29 But when the fruit is brought forth, immediately he putteth in the sickle, because the harvest is come.
The harvest is hard work, but the Spirit of God brings about the growth.
The Spirit of God is present in the life of every believer and it is the soil which produces this change in us that Jesus was speaking of… Jesus said that the farmer plants the seed and goes to bed.
That’s what I do.
I share the gospel and then I go to bed and get out of the way.
I can’t follow you home. I can’t text you every day.
I can’t track you down…
I can’t make anyone change, can’t make anyone get clean, make anyone stay with their spouse, be wise with their money…
Trust me, I’ve tried.
Only the Spirit of God can bring about these changes…
It might seem silly to you, it might seem strange that something so small as faith could make such a big difference, but that’s what Jesus is speaking of in Mark 4 when he says the kingdom of God is like a mustard seed.
It’s the smallest of seeds, but when planted in the garden it produces not a plant, but a tree, not a stalk, but a truck and branches, it brings about such a great change that birds and animals can come live in it’s shade.
When the Spirit of God gets a hold of someone, I can’t make them change, but He can. If you’re willing to listen, to draw close to him, to walk near to him, to listen closely to him, then you’ll be led toward’s new life…
Pinnochio is the most translated book 2nd to the Bible… It’s story has been retold many different ways, including its adaptation into the classic cartoon produced by Disney….
In the original story, the Cricket isn’t named, partly because he lives so shortly that he doesn’t have a chance to get introduced…
When Cricket shows up after Pinnochio has gotten Gepetto in trouble, Pinnochio kills the cricket with a mallet. The cricket shows up in a ghost form later on, still whispering to Pinnochio…
Even though Pinnochio has silenced his conscience, it whispers to him… it can not be silenced…
Cricket Picture
When you get in trouble
And you don’t know right from wrong
When you meet temptation
And the urge is very strong
Take the straight and narrow path
And if you start to slide
Give a little whistle!
And always let your conscience be your guide
Revival is not the result of our awakened conscience, but rather it is the replacement of our conscience with the Spirit of God.
The Spirit of God is whispering to us, leading us, guiding us…
I got to go to a conference this week and I shared a car with our church planter in Champaign, IL. I asked him to navigate as I drove.

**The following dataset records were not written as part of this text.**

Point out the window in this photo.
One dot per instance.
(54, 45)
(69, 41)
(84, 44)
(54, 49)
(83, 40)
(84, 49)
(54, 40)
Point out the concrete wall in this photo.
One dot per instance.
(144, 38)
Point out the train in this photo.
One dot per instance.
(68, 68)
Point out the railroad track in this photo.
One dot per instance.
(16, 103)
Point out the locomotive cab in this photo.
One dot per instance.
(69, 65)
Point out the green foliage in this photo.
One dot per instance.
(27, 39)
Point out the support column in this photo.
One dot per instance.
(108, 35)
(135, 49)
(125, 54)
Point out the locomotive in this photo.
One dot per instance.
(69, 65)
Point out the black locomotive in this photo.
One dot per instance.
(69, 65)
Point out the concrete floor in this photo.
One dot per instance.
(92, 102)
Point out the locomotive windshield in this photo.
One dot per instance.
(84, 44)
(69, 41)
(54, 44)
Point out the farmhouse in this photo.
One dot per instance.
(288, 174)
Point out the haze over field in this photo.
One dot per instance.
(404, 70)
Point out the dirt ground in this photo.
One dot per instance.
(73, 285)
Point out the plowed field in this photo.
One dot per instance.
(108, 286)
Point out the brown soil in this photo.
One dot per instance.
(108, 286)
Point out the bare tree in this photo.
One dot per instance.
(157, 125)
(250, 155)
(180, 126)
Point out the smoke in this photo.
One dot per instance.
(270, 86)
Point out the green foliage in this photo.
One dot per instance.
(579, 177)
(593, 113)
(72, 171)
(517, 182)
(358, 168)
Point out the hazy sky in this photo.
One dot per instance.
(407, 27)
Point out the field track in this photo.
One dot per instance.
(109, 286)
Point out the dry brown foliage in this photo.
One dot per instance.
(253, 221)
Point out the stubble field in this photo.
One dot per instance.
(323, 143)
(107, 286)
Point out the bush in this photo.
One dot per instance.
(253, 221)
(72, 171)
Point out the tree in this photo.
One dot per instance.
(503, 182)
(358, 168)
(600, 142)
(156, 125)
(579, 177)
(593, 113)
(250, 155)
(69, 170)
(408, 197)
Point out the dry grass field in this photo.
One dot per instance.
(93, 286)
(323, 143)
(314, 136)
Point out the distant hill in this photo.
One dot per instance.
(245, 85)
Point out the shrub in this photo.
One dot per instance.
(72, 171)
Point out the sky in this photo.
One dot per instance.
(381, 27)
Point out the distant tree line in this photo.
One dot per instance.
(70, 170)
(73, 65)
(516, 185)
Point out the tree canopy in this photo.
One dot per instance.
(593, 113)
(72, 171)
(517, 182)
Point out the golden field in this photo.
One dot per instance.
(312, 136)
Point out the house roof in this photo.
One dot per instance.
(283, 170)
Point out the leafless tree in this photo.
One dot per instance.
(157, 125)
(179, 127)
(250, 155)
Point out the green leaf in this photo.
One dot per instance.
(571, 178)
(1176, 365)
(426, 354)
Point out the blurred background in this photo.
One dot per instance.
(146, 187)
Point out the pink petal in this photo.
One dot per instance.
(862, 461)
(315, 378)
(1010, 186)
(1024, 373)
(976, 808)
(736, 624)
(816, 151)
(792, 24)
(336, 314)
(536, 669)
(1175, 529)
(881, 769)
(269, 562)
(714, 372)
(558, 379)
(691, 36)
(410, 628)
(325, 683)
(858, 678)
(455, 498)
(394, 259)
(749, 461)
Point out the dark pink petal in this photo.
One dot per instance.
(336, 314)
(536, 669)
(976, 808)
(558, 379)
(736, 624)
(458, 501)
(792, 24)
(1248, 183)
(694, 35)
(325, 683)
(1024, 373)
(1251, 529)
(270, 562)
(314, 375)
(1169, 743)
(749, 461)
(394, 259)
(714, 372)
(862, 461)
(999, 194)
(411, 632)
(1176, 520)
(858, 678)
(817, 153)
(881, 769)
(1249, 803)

Every time I’d look over he was reading ESPN or checking his Facebook and I’d say, how we doing Jamie?
Oh right, he’d say and he switch back to google maps.
Discipleship is what happens when we stay focused on the guidance of Jesus in our lives.
This world distracts us from the guidance God gives us.
Repentance and renewal put us back on the path God has for us.
Discipleship guides us on the path God has for us.
Rachel Moix’s Picture
At her celebration of Life there 100 people who were either 1st, 2nd, or 3rd generation disciples.
True revival is when repentance and renewal bring about a 30, 60, or 100 fold harvest of disciples.